Woman with unusual name
focuses math class on process

By Bayne Hughes · 340-2432

Lena "Corky" Vann may have a quirky nickname, but her teaching is straightforward, determined and intense.

Austin High School math teacher Lena 'Corky' Vann seeks class input on a geometry problem Monday. Vann is one of two Decatur City Schools' Co-Secondary Teachers of the Year.
Daily photo by John Godbey
Austin High School math teacher Lena 'Corky' Vann seeks class input on a geometry problem Monday. Vann is one of two Decatur City Schools' Co-Secondary Teachers of the Year.
Students in her Austin High School classes are going to learn math, and they're going to learn to do it the right way without interruption — period.

Teaching has been Vann's passion for 34 years at Austin, and it's one of the reasons she is Decatur City Schools' Co-Secondary Teacher of the Year with Decatur High School's Mike Smith.

Vann describes her teaching style as "traditional." She considers the method the most important part of learning math. She teaches from bell to bell, often losing track of time as she gets engrossed in the subject.
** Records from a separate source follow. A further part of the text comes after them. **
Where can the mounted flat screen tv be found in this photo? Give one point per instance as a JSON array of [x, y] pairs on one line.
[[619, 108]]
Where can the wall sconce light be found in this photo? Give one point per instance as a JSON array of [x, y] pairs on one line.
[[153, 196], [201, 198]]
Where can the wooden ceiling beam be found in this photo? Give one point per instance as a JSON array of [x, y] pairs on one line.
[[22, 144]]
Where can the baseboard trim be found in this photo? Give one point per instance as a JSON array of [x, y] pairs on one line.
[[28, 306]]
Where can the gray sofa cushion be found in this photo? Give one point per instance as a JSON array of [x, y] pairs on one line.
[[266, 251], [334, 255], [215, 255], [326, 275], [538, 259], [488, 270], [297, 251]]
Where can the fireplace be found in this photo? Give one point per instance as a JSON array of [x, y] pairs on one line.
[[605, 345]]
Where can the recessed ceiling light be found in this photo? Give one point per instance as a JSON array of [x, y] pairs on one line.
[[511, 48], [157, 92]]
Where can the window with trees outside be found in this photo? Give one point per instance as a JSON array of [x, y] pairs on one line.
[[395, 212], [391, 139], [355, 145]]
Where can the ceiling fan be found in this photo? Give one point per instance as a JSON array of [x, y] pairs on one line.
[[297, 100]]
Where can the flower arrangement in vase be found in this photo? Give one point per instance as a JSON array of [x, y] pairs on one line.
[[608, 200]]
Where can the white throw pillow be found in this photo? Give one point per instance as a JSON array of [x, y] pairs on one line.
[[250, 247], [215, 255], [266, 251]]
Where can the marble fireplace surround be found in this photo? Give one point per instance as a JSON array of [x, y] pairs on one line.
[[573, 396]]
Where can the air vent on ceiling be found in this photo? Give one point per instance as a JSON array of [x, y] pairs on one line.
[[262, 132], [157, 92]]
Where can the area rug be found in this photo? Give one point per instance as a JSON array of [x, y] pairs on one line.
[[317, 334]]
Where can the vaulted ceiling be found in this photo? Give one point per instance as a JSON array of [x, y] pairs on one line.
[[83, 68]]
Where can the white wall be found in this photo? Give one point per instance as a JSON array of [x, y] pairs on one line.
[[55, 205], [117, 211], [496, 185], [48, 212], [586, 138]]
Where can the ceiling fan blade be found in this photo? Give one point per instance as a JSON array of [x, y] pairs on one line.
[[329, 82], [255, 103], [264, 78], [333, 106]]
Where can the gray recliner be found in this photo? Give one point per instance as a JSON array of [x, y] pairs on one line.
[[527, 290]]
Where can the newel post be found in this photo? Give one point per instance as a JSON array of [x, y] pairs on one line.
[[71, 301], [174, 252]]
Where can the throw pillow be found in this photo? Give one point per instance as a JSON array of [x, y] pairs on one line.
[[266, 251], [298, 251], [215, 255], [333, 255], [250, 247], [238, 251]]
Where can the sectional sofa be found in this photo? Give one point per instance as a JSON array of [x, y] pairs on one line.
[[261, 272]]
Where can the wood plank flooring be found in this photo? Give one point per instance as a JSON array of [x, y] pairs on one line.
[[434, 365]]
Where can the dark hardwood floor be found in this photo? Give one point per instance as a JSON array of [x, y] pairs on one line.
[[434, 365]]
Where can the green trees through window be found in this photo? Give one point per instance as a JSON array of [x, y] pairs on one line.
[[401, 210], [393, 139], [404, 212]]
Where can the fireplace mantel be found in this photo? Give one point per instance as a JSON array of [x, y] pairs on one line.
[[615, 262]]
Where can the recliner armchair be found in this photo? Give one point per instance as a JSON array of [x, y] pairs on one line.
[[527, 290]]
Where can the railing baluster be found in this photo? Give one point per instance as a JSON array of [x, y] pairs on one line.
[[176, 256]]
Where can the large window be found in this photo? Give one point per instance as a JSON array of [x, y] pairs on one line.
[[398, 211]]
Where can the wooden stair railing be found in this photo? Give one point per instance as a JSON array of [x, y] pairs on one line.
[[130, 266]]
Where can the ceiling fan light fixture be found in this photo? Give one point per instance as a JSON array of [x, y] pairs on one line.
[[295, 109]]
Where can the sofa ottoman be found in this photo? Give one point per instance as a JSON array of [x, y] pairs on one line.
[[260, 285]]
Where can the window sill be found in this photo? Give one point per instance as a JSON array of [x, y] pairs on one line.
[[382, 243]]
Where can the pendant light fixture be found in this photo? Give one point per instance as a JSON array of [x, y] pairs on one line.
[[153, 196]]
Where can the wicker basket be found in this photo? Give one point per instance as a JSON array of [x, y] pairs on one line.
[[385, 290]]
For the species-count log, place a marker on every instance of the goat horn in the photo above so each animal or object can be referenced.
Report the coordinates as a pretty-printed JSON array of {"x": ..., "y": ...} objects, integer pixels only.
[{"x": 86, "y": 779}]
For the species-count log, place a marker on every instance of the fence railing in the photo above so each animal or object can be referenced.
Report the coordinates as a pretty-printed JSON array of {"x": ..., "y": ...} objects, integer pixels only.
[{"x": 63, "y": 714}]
"If they're going to learn math, they have to learn the process," Vann said. "So, we work a lot of problems and have lots of exams."

Principal Don Snow said Vann, who is head of the math department, is the first to complain if she feels that too many extracurricular activities are eating into her instruction time.

Despite her intensity, Snow said he never receives complaints from parents that Vann is working her students too hard.

"She's a no-nonsense person in the classroom," Snow said. "They (parents) know that she's going to do right by the kids because she's going to work hard and she's going to make them work hard."

While Vann is all business in the classroom, Snow said, she has a sense of humor and cares about the students. She has sponsored the student council, blood drives, cheerleaders and math teams during her tenure.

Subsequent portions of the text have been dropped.